Et le plus beau, c’est que McGully aussi a raison – cela ne m’échappe pas. Il y a une facette de mon caractère qui a tendance à se jeter sur un problème difficile mais potentiellement soluble, plutôt qu’affronter le vaste problème insoluble qui serait la seule chose que je verrais, si je levais le nez – au sens propre comme au figuré – de mes carnets bleus. Je pourrais être en train de faire un million de choses, plutôt que des heures sup’ pour résoudre tout seul un abandon de domicile et tâcher de consoler le cœur brisé de Martha Milano. Et pourtant, c’est ce que je fais. C’est ce qui a un sens pour moi, et ce depuis longtemps. Une grande partie des dangers et du déclin que connaît le monde actuel n’étaient pas inéluctables, mais découlent du fait que tout le monde, dans sa terreur, fuit toutes ces choses qui ont un sens depuis toujours.
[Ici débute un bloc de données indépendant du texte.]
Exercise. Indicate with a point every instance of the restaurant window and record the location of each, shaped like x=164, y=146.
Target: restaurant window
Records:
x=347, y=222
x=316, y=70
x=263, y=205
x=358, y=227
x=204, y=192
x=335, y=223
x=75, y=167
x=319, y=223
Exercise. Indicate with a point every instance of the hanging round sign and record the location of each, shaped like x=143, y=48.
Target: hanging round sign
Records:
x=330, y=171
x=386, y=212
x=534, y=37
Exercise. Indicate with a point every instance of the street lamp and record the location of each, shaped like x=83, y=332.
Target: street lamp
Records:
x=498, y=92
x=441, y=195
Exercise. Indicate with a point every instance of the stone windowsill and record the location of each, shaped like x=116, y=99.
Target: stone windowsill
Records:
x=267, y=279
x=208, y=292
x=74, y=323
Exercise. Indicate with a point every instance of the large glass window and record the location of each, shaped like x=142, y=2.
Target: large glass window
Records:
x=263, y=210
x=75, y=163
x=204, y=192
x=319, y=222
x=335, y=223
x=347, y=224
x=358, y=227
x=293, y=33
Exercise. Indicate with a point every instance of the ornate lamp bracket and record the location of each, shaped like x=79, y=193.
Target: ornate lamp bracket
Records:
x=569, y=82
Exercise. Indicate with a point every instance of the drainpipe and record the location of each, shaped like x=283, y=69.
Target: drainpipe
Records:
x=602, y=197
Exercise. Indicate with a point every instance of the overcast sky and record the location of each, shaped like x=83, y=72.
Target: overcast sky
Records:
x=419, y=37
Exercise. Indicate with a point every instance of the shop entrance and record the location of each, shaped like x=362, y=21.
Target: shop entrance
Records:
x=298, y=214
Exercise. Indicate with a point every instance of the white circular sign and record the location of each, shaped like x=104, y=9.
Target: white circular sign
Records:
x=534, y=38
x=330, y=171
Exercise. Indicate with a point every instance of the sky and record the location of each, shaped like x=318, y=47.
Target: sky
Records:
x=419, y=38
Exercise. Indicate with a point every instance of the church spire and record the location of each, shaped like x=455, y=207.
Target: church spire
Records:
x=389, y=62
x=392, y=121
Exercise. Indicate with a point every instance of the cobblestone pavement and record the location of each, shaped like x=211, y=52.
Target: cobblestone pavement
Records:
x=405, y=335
Voilà en tout cas le genre de pensées que j’ai en tête, et c’est ce que je me dis en ce moment même, alors que je prends la route pour Durham, préférant pédaler de nuit, en direction du sud-est sur la route 202 avec ma foldingue de sœur comme acolyte, propulsé par un mélange d’instinct et de pifomètre. Durham n’est qu’à un peu plus de soixante bornes de Concord : un trajet facile à couvrir à vélo lorsqu’il n’y a aucune circulation et que l’on roule par un temps d’été très doux, parmi les trilles des oiseaux nocturnes. Parfois Nico roule devant, parfois je la double, et nous nous crions des blagues, des petites observations, nous nous enquérons l’un de l’autre :
« Ça va, toi ?
— Ouais, frangin. Et toi ?
— Oui oui. »
À un moment, les phares d’un bus apparaissent dans la nuit, évoquant un poisson-lanterne. Ils se rapprochent, passent à toute vitesse. Un bus de charité, roulant à je ne sais quel carburant trafiqué, bourré de passagers chantant et tapant dans leurs mains, le toit couvert de bagages sanglés en équilibre précaire : les voilà partis faire une BA quelque part au nom de Jésus. Nous regardons les feux arrière disparaître au loin vers l’ouest, et le spectacle autrefois familier de phares d’autobus sur une autoroute de nuit nous paraît aussi irréel que si un char d’assaut venait de passer.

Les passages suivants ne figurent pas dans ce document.